Not only does the stereotype mischaracterize feminism as a matriarchal movement instead of an equality based one – you’d be amazed at all the ways in which women are still not equal (we still make 77 cents to every man’s dollar for the same work. Oh, yeah, and it is 2011) – but the stereotype erases the ways in which men and women have worked together for the cause of feminism.
Not a lot of people know this, so forgive me if I delve into a bit of a history lesson here: the US women’s suffrage movement wasn’t entirely women. Indeed, the suffrage movement actually extended out of a network of church-based Moral Reform Societies that were led by men, but composed mainly of white, middle class women. The concept of feminism as an official movement (first wave feminism in the late 1800s) was borne out of the concept of solidarity and sisterhood. The women of the Moral Reform Societies rejected the idea of woman as property and wanted to find ways to help women of ill repute – yes, the prostitutes. In one remarkably progressive instance, the New York Moral Reform Society (NYMRS) published an article in their newsletter – the Advocate of Moral Reform – calling out the double standard between men and women in terms of sex, mainly that men were allowed to have it whenever where-ever, but if a woman worked as a prostitute (pretty much her only option for many lower class impoverished women), then she was the lowest of the low.
But these moral reformers were not just uppercrust white women realizing the link between themselves and those women on the street. They were also a remarkable example of women working together with men for a feminist cause. The heads of the societies and the publishers of the newsletters were men. Women, in alliance with the men in their lives, worked together to argue for the cause of women everywhere because they recognized that their battle could not succeed without the support of men. Men were integral to the moral reform movement, and they were extremely helpful in terms of suffrage.

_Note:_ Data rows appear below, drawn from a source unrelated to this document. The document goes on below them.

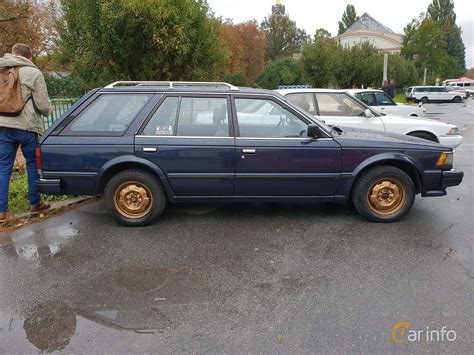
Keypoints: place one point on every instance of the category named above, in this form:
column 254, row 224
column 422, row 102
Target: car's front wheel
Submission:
column 134, row 197
column 383, row 194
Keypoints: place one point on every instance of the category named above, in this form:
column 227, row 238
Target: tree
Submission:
column 282, row 71
column 282, row 36
column 30, row 24
column 246, row 46
column 320, row 61
column 442, row 12
column 322, row 33
column 348, row 18
column 106, row 40
column 425, row 42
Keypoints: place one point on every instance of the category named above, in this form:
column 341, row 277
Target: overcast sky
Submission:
column 313, row 14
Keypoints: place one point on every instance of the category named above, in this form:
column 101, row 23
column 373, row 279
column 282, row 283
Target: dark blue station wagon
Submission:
column 144, row 144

Feminism was born out of an alliance between men and women, out of a gracious and mutually beneficial relationship where both sexes worked for the cause of women. And, I would argue, it has maintained that alliance. Other voices have entered into the movement and there has been disambiguation of the varying causes – the recognition that feminism has been pretty racist in the past, and pretty homophobic and transphobic in the present and still has a lot of issues. But one issue we don’t have is man-hating.

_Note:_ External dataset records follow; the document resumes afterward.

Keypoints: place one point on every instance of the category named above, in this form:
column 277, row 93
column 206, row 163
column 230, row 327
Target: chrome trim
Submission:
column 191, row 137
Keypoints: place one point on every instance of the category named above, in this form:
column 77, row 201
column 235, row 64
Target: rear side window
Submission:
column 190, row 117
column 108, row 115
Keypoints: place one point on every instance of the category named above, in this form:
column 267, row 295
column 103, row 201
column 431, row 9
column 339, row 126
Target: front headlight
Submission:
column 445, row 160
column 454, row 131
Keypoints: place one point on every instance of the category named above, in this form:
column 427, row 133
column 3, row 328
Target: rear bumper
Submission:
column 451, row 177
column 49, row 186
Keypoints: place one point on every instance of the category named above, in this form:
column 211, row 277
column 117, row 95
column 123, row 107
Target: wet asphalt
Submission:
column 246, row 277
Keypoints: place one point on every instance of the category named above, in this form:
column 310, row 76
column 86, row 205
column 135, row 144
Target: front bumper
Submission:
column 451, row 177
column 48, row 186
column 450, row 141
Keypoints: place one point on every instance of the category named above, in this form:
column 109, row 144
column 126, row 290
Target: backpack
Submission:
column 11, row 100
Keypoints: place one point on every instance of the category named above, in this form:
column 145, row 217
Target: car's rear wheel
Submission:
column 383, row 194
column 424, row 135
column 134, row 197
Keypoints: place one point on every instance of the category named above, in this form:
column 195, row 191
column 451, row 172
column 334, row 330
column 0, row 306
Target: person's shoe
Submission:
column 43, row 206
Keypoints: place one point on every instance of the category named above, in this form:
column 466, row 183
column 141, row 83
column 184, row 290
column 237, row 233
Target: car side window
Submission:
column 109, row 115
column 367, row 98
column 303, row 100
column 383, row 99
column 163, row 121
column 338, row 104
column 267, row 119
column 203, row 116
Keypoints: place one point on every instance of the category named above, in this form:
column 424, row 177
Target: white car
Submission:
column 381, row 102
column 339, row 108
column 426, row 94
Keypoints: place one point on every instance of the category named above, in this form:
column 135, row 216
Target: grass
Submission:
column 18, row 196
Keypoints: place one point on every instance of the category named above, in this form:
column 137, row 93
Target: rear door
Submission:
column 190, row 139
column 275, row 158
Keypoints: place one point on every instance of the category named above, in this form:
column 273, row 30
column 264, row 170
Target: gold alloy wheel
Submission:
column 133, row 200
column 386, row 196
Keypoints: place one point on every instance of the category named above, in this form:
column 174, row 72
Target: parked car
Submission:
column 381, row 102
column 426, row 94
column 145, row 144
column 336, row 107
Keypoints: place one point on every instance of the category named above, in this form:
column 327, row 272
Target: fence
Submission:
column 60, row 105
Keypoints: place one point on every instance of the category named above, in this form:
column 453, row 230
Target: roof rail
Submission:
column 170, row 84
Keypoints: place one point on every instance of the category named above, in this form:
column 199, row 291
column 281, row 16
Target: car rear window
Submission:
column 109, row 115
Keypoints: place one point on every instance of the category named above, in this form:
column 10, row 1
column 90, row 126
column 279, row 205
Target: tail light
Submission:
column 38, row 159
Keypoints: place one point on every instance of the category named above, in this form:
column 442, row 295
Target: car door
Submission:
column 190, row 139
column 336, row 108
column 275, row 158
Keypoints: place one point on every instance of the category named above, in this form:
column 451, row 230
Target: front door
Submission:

Feminism is a vast umbrella that can be best summed up by the idea that “women are people, too.” This means the stay at home mom. This means the Christian woman blogger. This means the girl who politely says “no” to you on the bus. This means the prostitute on the street corner.This means your worst enemy and your best friend are deserving of equal treatment under the law and by their neighbors because they are human beings. For most feminists, this means no strict gender roles or a hierarchy that demands a man be the authority over a woman just because he’s a man and that a woman be submissive and quiet just because she’s a woman.Feminism means allowing both women and men to be themselves as God created them to be – as individuals, not defined by their reproductive system but rather by their personalities, their relationships, their definitions of themselves. It is a movement that prizes people being who they are without being reduced to what equipment they do or don’t have.
It is because we love our brothers that we are feminists, not because we hate them.